Much to my surprise, I looked up to see our Siegfried strolling through the cabin while cradling a tiny pair of jeans.   He handed them over to me and explained that Mr. Hansen would have to appear on MTV in a few hours and has neglected to pack a change of clothes.   Seems about right, I thought.  But wait.

“If he doesn’t have a change of clothes, then what is he wearing?”

“Blanket.  I thought maybe you could put them in the oven. “  

So that’s what I did.  Midnite Vultures was currently nominated for a Grammy for Album of the Year and I just put the artist’s “trou” into a convection oven filled with pedestrian lasagna.  

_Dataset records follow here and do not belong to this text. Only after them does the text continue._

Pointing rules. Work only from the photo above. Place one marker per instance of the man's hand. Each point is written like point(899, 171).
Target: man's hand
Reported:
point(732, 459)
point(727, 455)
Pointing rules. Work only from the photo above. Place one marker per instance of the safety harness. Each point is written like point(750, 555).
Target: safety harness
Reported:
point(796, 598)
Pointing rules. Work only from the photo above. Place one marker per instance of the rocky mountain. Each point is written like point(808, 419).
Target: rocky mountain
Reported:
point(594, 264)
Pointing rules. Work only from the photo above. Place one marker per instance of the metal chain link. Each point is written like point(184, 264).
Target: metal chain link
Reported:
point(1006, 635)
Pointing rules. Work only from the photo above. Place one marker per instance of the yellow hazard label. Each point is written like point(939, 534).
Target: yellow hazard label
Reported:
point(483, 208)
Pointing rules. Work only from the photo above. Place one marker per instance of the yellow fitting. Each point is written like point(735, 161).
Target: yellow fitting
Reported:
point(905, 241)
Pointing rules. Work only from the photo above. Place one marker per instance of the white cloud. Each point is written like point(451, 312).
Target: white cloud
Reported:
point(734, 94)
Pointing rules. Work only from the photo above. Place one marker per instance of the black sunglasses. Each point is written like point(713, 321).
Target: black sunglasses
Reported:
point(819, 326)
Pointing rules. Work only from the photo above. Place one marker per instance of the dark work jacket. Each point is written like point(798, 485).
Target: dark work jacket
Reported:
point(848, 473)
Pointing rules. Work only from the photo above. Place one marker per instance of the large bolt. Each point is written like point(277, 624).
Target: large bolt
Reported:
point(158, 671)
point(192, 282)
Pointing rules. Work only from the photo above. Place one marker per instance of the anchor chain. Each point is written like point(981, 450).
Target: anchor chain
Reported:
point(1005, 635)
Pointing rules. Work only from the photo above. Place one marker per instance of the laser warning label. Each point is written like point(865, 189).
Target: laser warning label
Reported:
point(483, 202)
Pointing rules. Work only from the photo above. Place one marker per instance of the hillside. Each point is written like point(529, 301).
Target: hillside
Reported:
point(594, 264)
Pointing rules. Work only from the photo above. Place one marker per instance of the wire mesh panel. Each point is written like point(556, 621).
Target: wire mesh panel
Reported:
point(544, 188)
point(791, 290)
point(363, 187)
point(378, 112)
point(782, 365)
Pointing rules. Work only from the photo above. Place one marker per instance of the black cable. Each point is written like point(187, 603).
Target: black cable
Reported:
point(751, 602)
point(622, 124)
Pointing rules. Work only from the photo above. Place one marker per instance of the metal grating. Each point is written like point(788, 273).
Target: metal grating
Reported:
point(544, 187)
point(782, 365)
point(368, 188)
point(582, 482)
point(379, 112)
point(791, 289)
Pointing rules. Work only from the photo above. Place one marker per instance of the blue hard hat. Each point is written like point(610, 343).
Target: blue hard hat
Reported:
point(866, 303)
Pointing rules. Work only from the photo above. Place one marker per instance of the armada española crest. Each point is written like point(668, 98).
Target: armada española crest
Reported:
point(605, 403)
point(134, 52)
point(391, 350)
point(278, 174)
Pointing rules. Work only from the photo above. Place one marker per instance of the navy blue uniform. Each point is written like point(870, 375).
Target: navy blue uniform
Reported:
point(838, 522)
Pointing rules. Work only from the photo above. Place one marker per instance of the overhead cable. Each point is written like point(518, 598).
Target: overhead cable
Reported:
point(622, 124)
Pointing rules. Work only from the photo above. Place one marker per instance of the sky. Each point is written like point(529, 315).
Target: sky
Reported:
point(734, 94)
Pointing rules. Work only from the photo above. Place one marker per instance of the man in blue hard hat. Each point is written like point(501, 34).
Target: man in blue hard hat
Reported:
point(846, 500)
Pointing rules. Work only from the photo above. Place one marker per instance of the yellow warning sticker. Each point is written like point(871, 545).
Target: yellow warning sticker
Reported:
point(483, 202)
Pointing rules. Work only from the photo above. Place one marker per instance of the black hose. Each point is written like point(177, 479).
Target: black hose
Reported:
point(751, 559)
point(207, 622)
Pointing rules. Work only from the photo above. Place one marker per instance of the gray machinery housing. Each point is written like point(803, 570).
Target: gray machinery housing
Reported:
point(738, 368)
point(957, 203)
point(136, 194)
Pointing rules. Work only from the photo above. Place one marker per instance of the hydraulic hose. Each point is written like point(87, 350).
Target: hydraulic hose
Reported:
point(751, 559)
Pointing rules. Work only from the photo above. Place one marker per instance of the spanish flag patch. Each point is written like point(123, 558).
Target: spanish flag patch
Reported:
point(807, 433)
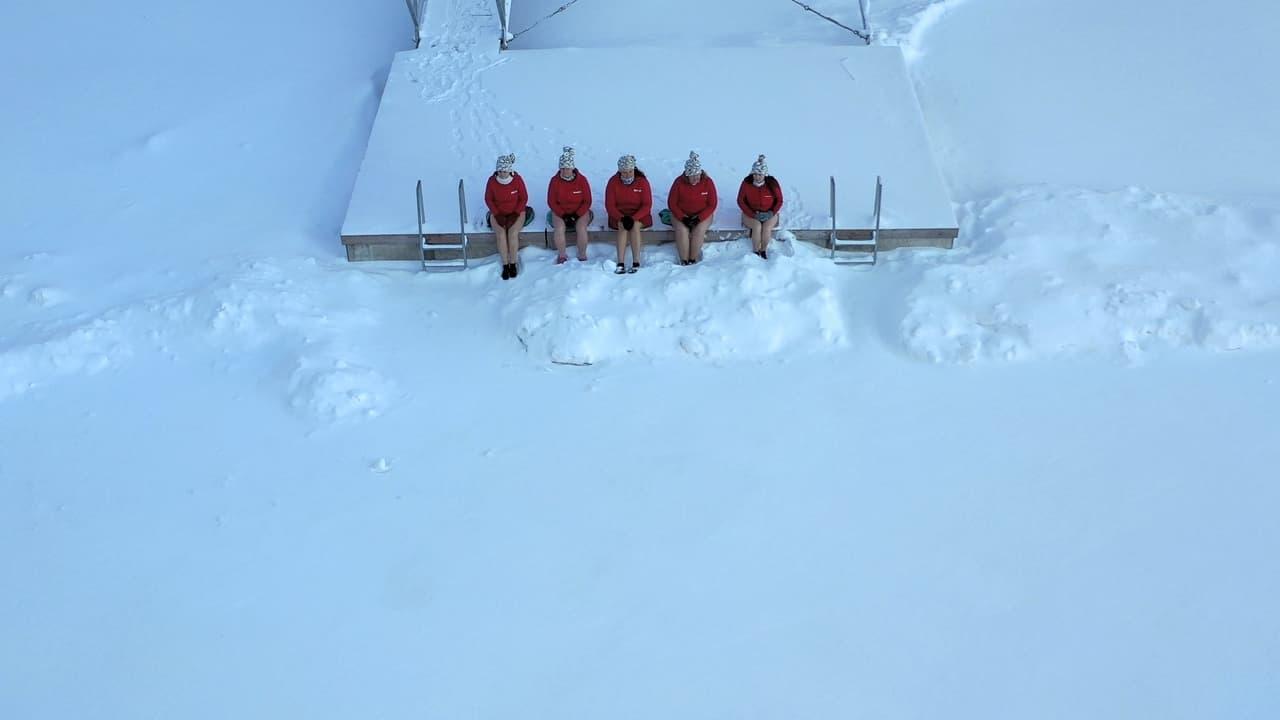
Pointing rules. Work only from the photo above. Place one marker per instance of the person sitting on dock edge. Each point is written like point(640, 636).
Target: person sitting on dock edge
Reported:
point(760, 199)
point(629, 200)
point(693, 206)
point(507, 200)
point(568, 195)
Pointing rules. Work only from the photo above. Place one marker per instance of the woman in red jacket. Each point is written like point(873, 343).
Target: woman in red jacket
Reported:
point(568, 195)
point(760, 199)
point(693, 205)
point(507, 199)
point(629, 200)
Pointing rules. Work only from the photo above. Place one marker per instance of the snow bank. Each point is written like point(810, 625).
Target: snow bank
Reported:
point(731, 305)
point(1057, 272)
point(266, 314)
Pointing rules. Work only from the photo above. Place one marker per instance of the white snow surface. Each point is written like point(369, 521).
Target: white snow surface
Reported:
point(485, 105)
point(1031, 477)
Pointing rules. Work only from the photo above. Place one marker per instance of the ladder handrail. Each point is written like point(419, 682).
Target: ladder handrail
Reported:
point(832, 217)
point(880, 190)
point(462, 222)
point(421, 219)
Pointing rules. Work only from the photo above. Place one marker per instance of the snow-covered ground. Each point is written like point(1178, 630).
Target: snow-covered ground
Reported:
point(1031, 477)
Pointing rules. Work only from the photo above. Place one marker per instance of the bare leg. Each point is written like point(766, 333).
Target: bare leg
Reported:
point(558, 235)
point(636, 244)
point(583, 235)
point(513, 244)
point(754, 227)
point(681, 240)
point(696, 237)
point(767, 231)
point(499, 237)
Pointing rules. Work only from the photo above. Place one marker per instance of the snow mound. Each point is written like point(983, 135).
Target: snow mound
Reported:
point(730, 305)
point(906, 22)
point(1072, 272)
point(334, 391)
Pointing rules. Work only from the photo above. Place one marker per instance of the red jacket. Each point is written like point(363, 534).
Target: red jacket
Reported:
point(635, 199)
point(764, 199)
point(506, 199)
point(688, 199)
point(567, 197)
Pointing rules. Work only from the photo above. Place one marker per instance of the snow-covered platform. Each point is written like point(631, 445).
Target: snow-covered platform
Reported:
point(844, 112)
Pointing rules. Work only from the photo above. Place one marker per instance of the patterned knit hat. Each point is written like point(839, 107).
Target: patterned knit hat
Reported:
point(693, 165)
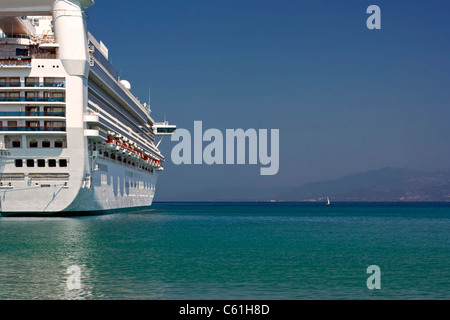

We went about our service as normal, filling the cart with lasagna from the non-pants-bearing oven until every soul on board was sated with the savory, thick béchamel-coated goodness and could slam their seats back into each other's knees and rest easy for the remainder of their journey.

I anxiously returned to the galley and opened the oven door, pulled out the jeans for inspection while allowing a few lava-hot coins to fall from the wee little pockets and roll under the carts, never to be seen or heard from again.  I gave a quick sniff…ahh…lasagna pants…and returned them to their owner unscathed.  Beck was grateful to be clothed again, and thanked me for my efforts, commenting on the “fresh from the dryer” feeling.   It was my pleasure.  

A few days later, I was on a flight to West Palm Beach, when a man seated near the exit row rang his call button.  I floated down the aisle, fingertips of one hand gliding along the overhead bins, to the middle of the cabin.   

“Yes, Sir?”

“I seemed to have spilled my drink on myself.  Do you have any way to dry my pants?”

I looked down.  He was holding his pants and wearing nothing but his shorts.  

Yeah, I got this.  

Here is my version of veggie lasagne.   It consists of fresh spinach pasta with alternating layers of basil pesto and flavorful béchamel.  Garnish with Pecorino Romano, quality extra-virgin olive oil and toasted pine nuts.  I served it with ricotta mixed with a hint of lemon zest, on the side.  

I hope you enjoy making your own version of Lasagne ai Pantaloni.  Buon Appetito!